FIG. 4 shows the RMS error comparison of the position estimates for the three methods, and FIG. 5 shows the RMS error comparison of the velocity estimates. As is apparent from fig. 4 and 5, compared with the unconstrained method, the filtering error of the constrained filtering method based on the destination information with noise is significantly reduced, and the performance is significantly improved. This is because the method successfully introduces destination prior information into the tracking system, and the prior information contains useful information about the target state, so that the amount of information available for the filter is increased, and the filtering accuracy is improved. As can be seen from fig. 4, when the existing destination constraint tracking method is used to track a simulation target, severe performance deterioration occurs, because the method directly uses destination coordinates with deviations to construct pseudo-measurements, the obtained pseudo-measurements cannot accurately describe a real constraint relationship, and when the pseudo-measurements are introduced into a tracking system, a filtering result is projected to an incorrect straight line and deviates from a target real state.

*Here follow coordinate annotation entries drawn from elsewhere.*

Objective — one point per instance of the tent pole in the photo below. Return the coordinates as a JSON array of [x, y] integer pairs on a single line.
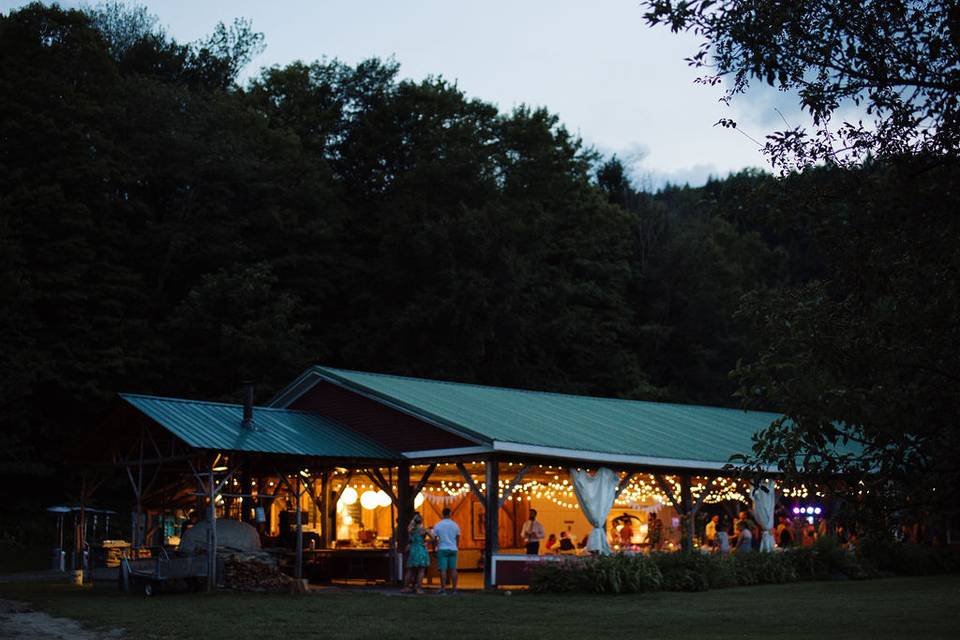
[[687, 498], [298, 572], [492, 525]]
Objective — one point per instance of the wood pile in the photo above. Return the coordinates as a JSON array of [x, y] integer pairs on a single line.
[[256, 572]]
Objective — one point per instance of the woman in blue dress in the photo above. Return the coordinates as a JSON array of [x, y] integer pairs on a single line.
[[417, 557]]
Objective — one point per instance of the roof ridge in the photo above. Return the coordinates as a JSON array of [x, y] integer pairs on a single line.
[[215, 403], [542, 393]]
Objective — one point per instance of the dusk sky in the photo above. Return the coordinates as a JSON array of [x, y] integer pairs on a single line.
[[623, 87]]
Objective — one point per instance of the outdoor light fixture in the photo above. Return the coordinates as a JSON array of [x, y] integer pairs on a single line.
[[368, 500], [349, 496]]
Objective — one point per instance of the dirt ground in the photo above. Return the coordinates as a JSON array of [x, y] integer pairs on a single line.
[[18, 620]]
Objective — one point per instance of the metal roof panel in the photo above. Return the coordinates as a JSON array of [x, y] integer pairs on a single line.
[[214, 425], [584, 423]]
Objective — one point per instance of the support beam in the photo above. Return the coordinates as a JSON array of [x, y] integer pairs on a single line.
[[687, 498], [404, 505], [624, 481], [423, 480], [377, 477], [212, 537], [325, 521], [298, 566], [665, 487], [492, 528], [513, 485], [473, 485]]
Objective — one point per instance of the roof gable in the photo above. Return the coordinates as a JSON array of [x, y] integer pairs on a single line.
[[213, 425], [502, 416]]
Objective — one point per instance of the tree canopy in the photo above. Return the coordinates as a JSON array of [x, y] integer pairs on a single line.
[[866, 351], [896, 61], [166, 229]]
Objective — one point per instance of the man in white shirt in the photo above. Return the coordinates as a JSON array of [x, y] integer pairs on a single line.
[[711, 531], [447, 533], [532, 533]]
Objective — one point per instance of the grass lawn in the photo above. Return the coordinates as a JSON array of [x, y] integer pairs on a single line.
[[892, 608]]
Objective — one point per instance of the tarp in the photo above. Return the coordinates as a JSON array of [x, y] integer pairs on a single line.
[[764, 498], [596, 494]]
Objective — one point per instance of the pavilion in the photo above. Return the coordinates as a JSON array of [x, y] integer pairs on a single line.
[[340, 451]]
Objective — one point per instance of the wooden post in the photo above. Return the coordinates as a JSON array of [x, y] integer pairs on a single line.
[[492, 525], [325, 520], [298, 568], [687, 500], [212, 536], [404, 505]]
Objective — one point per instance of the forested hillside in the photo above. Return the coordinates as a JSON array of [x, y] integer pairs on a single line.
[[166, 230]]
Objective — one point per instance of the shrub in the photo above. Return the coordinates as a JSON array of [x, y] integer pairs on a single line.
[[695, 571], [884, 554], [763, 568], [617, 573]]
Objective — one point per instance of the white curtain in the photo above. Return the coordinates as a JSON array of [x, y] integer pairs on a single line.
[[763, 504], [596, 494]]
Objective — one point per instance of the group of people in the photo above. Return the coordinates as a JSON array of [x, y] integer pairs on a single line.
[[745, 533], [445, 535]]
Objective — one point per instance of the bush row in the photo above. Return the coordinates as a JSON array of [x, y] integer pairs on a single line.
[[700, 572]]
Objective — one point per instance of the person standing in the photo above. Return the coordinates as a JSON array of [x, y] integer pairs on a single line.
[[447, 533], [744, 537], [532, 533], [710, 533], [417, 557]]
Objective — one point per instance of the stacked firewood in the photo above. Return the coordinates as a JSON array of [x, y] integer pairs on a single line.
[[256, 572]]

Compared with the prior art, the invention has the following beneficial effects:
(1) and (3) amplifying the Cartesian coordinates of the destination into the state vector as a new state component, estimating the target position, speed and destination coordinates simultaneously in the filtering process by using the amplified state vector, and further constructing pseudo measurement according to the relationship between the state components to describe the destination constraint relationship. The method solves the problem that in the prior art, when destination information is influenced by noise, a large constraint error is introduced by directly using destination coordinates to construct pseudo measurement, so that the filtering performance is deteriorated.
(2) An effective augmentation state filtering method is provided, wherein in the filtering process, the real destination coordinate is assumed to be kept unchanged all the time and is not influenced by process noise; in the stage of filter initialization, the state component of the destination coordinate is initialized by utilizing part of known probability distribution information of the destination coordinate, and the prior information of the destination is effectively introduced into a tracking system so as to improve the tracking precision.
The foregoing description is intended to be illustrative rather than limiting, and it will be appreciated by those skilled in the art that many modifications, variations or equivalents may be made without departing from the spirit and scope of the invention as defined in the appended claims.